Tribute: Music notes from APJ Abdul Kalam

Aug 01, 2015, 08:10 IST | Narendra Kusnur

Durga Jasraj recalls some of her fond memories of late President APJ Abdul Kalam with Narendra Kusnur that offer insight into his passion for music

It's well-known that late former President APJ Abdul Kalam loved to play the veena, an instrument he learnt in his younger days and practised all his life. But there are many incidents that talk about his pure love for music.

Kalam greets Pandit Jasraj as Pandit Shivkumar Sharma, Javed Akhtar and Jagjit Singh look on
Kalam greets Pandit Jasraj as Pandit Shivkumar Sharma, Javed Akhtar and Jagjit Singh look on

Durga Jasraj, founder and director of Art and Artistes, had the opportunity of meeting Kalam on numerous occasions, and was impressed by the sheer enthusiasm he displayed for musical concepts.

Durga Jasraj with late President APJ Abdul Kalam
Durga Jasraj with late President APJ Abdul Kalam

“He sincerely believed that music is a healer, which unites souls. He even felt music should be used in correctional homes, which we call prisons, to help people get positive thoughts,” she says.

Though Durga never heard him play the veena live, her father, vocalist Pandit Jasraj, once had a unique experience. “He took him to the Mughal Gardens in Delhi with his veena and talked about how classical raags can be played to plants and help improve the quality of nature,” she points out.

Meeting the President
Durga first met Kalam in December 2002, when he was keen on launching the Indra Dhanush series, which was aimed at promoting Indian culture through music and classical dance performances at the Rashtrapati Bhavan.

Pandit Jasraj was to do the opening show, and Durga was stunned by the President’s sheer involvement. “He took great interest in the sound and seating arrangements. He was overwhelmed by the recital and I presented him the Golden Voice Golden

Years series, which contained my father’s recordings,” she recalls. At that time, Durga told him she had a dream of having a unique concert series Tiranga on a national platform. She says “I explained it to him, and his first reaction was: ‘We shall work on this together.’

Soon, I sent his office a concept note, along with a rough date of January 27, even though I had not finalised the artistes.” Tiranga would involve a creative musical interpretation of the national flag.

The first concert held at the Ashoka Hotel, New Delhi, began with an eight-minute documentary on the flag.
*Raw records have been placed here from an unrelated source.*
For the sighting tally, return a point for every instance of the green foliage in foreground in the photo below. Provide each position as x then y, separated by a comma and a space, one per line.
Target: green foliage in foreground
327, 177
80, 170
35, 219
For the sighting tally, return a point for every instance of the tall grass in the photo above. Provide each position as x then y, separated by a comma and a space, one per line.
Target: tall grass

Then, Pandit Jasraj played Bhairav to depict saffron, and santoor maestro Pandit Shivkumar Sharma played Pahadi as a symbol of white.

While mandolin wizard, U Shrinivas played the Carnatic raag Amruthavarshini to represent green, tabla great Ustad Zakir Hussain played a special composition for the Ashok Chakra. All the musicians got together at the end to depict the entire flag, and the poetry of Javed Akhtar and paintings of MF Husain were also used in the exercise.
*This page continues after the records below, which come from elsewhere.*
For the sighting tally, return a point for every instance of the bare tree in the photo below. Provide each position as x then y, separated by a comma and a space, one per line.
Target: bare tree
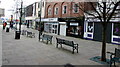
104, 12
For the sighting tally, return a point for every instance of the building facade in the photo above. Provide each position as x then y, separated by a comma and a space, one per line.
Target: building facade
63, 18
2, 14
93, 28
Durga recalls: “After the event, Kalam gave an impromptu speech. He told me that my dream had only started, and asked me to take the concept to every corner of the world.”

Music on his mind
Later, Kalam continued to keep Durga involved in the Indra Dhanush series, and when Art and Artistes started the Indian Music Academy in 2006, he instantly agreed to be the chief guest at the launch.

“While I normally thought of doing events in Mumbai and Delhi, he inspired me to take all my concepts to various corners, in order to increase their reach,” she says.

Whether it was science, Presidentship, teaching or music, Kalam was passionate about and totally immersed in whatever he did. “The veena was a symbol of his love for music, and he would practise it regularly,” concludes Durga.